Pourquoi désigner un exécuteur testamentaire ?

Partager

Certes, le testament de Louis XIV n’a pas été respecté et le duc d’Orléans a été régent contrairement à la volonté du Roi-Soleil qui avait choisi le duc du Maine, mais il est possible de faire respecter le sien en nommant un exécuteur testamentaire.

Par Michel Tirouflet
Publié le 08/07/2025 à 07h00 | mis à jour le 10/07/2025 à 16h27

Pourquoi désigner un exécuteur testamentaire ?
(© Adobestock)

Le site Service-Public.fr donne la définition d’un tel mandataire et de ses missions : «C’est à vous de définir les missions de l’exécuteur testamentaire. Elles peuvent être plus ou moins étendues. L’exécuteur testamentaire peut simplement être chargé de veiller à la bonne exécution de votre testament. Il peut aussi être amené à prendre des mesures conservatoires (faire procéder à l’inventaire de la succession, faire vendre des meubles pour régler les dettes urgentes, etc.). Il peut aussi être chargé d’exécuter lui-même vos dernières volontés (recevoir et placer des capitaux, payer des dettes, procéder au partage entre héritiers et légataires, vendre des biens immobiliers, etc.).»

Pourquoi désigner un exécuteur testamentaire ? Il existe deux raisons principales.

‘‘
Le mandataire doit être désigné par testament et ses pouvoirs précisés dans le même document.

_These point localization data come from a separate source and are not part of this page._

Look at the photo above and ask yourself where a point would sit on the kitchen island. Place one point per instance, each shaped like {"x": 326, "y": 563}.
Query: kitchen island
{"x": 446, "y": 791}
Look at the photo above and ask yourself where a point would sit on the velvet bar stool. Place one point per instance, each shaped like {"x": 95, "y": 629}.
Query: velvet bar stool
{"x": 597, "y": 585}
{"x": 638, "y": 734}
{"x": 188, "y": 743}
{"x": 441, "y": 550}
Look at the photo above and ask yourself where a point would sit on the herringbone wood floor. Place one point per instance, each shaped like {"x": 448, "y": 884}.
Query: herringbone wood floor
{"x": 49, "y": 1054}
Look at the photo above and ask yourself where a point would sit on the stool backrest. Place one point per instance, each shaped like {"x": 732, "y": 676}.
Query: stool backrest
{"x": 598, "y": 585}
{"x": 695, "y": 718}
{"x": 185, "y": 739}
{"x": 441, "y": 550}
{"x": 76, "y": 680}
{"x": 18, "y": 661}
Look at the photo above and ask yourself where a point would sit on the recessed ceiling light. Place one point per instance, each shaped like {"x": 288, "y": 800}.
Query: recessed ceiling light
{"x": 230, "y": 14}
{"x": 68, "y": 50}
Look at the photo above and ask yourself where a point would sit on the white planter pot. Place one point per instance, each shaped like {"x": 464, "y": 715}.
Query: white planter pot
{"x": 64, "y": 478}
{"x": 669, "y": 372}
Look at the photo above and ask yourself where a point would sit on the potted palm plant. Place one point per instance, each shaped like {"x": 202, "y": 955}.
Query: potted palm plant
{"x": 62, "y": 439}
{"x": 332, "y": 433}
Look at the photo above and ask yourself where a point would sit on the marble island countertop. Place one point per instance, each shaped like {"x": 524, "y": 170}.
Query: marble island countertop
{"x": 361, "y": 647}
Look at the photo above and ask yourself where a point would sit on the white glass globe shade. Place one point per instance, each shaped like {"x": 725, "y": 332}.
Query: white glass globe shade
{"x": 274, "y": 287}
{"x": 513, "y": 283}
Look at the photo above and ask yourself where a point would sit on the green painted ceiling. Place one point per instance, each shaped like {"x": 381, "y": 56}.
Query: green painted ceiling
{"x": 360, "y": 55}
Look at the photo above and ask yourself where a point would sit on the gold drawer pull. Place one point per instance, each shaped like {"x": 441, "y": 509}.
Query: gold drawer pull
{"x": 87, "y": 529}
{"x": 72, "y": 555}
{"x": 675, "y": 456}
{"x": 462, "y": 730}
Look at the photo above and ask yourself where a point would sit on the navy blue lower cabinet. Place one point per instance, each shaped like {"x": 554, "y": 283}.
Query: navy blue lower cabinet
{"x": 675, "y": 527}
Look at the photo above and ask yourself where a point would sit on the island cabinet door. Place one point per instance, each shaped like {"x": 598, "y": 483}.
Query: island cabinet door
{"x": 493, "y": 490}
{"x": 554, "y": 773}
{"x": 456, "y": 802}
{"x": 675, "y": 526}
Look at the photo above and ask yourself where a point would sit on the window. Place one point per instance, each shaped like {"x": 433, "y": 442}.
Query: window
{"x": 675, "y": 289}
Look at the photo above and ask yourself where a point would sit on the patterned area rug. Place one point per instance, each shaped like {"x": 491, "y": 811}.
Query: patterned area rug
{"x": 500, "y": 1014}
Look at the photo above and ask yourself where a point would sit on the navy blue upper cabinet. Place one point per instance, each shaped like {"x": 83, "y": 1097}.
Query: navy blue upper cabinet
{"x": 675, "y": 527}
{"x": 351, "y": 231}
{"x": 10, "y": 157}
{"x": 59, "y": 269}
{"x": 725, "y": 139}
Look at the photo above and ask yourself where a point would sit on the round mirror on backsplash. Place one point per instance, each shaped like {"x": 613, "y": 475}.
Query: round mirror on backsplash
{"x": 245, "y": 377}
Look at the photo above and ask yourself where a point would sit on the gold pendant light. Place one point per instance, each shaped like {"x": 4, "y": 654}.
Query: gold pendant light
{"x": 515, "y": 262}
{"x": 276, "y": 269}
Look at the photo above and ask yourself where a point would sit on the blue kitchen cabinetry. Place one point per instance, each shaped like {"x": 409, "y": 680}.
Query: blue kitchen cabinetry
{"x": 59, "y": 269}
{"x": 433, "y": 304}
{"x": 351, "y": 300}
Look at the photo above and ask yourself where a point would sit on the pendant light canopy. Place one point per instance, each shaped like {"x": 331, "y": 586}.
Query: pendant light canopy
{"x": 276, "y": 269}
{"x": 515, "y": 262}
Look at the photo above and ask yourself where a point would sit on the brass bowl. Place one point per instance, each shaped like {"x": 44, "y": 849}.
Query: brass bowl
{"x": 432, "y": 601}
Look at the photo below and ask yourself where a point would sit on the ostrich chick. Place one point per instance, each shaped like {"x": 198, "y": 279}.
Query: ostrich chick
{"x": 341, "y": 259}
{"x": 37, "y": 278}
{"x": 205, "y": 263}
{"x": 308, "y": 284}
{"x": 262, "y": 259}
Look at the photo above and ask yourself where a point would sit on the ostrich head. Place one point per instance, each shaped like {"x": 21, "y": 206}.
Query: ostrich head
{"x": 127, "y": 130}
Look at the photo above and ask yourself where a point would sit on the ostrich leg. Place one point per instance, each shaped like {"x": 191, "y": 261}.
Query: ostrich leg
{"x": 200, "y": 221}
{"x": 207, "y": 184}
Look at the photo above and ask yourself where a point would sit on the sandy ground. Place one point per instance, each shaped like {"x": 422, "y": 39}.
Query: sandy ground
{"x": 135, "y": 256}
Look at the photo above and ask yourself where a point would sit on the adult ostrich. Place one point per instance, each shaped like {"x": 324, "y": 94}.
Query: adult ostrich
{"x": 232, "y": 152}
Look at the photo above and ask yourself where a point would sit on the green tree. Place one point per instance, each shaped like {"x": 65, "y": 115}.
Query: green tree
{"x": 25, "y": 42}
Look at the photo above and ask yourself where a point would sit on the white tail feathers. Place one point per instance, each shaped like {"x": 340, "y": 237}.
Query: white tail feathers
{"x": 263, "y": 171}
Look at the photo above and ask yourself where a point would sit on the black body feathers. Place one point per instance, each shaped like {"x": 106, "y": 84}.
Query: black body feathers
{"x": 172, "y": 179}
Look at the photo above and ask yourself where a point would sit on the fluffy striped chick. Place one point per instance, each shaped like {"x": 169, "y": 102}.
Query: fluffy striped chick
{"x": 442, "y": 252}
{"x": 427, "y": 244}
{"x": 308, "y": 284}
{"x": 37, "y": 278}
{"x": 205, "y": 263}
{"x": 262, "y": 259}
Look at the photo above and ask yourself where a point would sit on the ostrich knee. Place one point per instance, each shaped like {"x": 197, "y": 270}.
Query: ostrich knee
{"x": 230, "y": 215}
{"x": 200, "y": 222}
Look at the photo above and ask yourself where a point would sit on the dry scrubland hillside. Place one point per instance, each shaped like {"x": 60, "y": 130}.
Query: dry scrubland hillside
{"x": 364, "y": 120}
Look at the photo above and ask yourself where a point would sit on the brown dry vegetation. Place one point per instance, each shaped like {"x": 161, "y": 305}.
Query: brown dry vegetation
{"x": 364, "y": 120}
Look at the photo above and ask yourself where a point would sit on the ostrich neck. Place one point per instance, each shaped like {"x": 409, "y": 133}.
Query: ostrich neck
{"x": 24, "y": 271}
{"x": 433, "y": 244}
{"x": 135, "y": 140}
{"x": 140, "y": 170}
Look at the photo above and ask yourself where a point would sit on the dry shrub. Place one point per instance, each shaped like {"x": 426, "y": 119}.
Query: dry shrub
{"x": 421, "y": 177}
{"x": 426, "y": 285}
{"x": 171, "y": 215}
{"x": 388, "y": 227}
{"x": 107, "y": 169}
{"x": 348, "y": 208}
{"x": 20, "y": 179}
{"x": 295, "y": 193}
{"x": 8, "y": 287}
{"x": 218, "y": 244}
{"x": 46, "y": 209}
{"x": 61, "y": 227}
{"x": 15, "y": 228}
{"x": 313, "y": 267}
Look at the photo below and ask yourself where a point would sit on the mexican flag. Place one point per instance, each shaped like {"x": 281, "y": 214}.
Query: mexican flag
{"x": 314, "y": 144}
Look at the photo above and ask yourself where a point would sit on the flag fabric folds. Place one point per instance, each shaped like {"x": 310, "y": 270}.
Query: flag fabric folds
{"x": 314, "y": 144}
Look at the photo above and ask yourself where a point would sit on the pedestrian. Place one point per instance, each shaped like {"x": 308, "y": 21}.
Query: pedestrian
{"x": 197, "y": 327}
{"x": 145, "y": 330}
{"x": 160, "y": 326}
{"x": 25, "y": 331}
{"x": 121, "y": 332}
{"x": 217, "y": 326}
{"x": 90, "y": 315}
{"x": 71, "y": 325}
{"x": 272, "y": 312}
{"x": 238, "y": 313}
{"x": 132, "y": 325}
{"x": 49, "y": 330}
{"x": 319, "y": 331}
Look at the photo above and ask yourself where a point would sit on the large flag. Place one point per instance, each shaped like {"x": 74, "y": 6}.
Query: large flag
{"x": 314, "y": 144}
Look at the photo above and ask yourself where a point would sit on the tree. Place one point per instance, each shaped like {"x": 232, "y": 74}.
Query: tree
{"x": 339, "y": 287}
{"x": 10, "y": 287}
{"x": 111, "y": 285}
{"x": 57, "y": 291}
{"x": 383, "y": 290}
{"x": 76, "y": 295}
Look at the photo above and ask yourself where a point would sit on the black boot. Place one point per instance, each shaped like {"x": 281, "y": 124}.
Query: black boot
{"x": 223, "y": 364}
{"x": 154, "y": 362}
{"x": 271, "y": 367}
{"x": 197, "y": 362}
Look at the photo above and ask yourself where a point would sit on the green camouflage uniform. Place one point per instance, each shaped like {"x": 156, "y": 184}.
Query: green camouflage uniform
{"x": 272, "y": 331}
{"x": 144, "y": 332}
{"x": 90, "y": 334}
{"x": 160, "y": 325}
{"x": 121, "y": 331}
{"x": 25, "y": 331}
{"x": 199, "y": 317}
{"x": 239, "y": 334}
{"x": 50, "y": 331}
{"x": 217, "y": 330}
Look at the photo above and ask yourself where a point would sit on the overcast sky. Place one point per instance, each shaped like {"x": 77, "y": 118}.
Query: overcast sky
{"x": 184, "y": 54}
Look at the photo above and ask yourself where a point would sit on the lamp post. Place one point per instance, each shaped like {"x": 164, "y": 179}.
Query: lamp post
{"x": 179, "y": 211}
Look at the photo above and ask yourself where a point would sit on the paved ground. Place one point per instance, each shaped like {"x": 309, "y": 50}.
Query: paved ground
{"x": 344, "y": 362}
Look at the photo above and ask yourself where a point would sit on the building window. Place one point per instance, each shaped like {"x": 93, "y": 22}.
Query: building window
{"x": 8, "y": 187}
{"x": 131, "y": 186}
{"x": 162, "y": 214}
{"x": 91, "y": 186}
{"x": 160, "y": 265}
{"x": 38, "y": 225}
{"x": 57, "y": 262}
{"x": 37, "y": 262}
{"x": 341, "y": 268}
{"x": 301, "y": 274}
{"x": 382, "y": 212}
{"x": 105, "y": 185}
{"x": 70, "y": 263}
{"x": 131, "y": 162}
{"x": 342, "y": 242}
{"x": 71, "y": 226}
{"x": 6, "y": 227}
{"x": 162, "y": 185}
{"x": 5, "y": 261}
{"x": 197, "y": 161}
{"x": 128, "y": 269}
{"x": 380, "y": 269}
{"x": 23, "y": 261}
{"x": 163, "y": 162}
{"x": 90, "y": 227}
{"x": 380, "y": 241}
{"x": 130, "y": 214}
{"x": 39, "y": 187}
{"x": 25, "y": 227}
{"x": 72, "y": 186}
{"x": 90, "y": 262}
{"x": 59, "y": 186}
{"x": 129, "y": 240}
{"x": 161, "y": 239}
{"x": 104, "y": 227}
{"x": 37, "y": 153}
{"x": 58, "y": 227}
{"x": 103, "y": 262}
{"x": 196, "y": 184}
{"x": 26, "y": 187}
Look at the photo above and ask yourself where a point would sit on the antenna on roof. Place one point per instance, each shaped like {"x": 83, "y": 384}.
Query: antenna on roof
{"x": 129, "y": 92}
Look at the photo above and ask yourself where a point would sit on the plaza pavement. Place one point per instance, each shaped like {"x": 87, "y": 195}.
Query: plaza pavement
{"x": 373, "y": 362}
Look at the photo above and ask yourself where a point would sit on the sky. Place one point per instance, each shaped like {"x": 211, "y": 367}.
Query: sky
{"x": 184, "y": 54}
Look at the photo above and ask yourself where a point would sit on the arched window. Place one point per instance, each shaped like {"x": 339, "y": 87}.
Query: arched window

La durée d’une succession est longue et il faut que les droits de succession soient, en règle générale, versés au Trésor public dans les six mois qui suivent le décès.

Or, pendant cette période, d’une part, aucune décision ne peut être prise, sauf à l’unanimité des héritiers et, d’autre part, le patrimoine successoral peut varier en valeur, tandis que la dette à l’égard du Trésor est d’un fixe puisque calculée sur la valeur dudit patrimoine au jour du décès.

Il peut donc se révéler très utile de pouvoir compter sur une personne dûment choisie pour prendre les mesures propres à assurer la présence de disponibilités suffisantes pour régler les droits sans prendre de risques.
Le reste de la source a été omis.